ABSTRACT Although microglial activation is associated with all CNS disorders, many of which are sexually dimorphic or age-dependent, little is known about whether microglial basal gene expression is altered with age in the healthy CNS or whether it is sex dependent. Analysis of microglia from the brains of 3-day (P3)- to 12-month-old male and female C57Bl/6 mice revealed distinct gene expression profiles during postnatal development that differ significantly from those in adulthood. Microglia at P3 are characterized by relatively high iNOS, TNFα and arginase-I mRNA levels, whereas P21 microglia have increased expression of CD11b, TLR4, and FcRγI. Adult microglia (2-4 months) are characterized by low proinflammatory cytokine expression, which increases by 12 months of age. Age-dependent differences in gene expression suggest that microglia likely undergo phenotypic changes during ontogenesis, although in the healthy brain they did not express exclusively either M1 or M2 phenotypic markers at any time.
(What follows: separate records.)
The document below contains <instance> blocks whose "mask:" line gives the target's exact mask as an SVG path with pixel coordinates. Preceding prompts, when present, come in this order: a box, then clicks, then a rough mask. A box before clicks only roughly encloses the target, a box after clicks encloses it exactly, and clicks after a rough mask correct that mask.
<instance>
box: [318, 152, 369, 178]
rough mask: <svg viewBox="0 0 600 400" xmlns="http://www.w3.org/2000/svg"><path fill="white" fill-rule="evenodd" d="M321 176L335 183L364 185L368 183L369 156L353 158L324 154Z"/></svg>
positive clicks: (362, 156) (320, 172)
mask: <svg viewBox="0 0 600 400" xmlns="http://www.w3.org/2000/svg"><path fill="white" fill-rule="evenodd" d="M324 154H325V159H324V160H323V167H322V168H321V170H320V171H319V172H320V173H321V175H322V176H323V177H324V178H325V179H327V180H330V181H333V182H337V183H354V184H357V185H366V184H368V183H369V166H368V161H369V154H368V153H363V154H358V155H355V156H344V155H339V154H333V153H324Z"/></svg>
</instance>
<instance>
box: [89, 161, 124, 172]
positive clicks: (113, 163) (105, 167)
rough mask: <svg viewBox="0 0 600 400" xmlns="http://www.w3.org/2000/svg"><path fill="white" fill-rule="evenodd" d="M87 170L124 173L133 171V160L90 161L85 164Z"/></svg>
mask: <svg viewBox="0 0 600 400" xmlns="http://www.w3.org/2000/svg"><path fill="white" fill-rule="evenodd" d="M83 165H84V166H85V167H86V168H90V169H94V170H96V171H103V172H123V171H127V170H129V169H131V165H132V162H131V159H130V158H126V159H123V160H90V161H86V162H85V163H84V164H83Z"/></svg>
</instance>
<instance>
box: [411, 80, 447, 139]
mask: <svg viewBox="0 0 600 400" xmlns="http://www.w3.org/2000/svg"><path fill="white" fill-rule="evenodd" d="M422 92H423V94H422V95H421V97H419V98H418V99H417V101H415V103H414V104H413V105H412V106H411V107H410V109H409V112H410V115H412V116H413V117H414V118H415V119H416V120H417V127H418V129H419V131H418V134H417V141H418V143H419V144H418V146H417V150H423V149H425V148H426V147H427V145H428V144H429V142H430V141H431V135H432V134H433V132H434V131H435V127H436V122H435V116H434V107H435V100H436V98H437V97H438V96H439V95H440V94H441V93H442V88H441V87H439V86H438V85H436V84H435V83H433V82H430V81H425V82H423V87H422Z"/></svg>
Interestingly, microglia were sexually dimorphic only at P3, when females had higher expression of inflammatory cytokines than males, although there were no sex differences in estrogen receptor expression at this or any other time evaluated here. Compared with microglia in vivo, primary microglia prepared from P3 mice had considerably altered gene expression, with higher levels of TNFα, CD11b, arginase-I, and VEGF, suggesting that culturing may significantly alter microglial properties. In conclusion, age- and sex-specific variances in basal gene expression may allow differential microglial responses to the same stimulus at different ages, perhaps contributing to altered CNS vulnerabilities and/or disease courses. © 2013 Wiley Periodicals, Inc.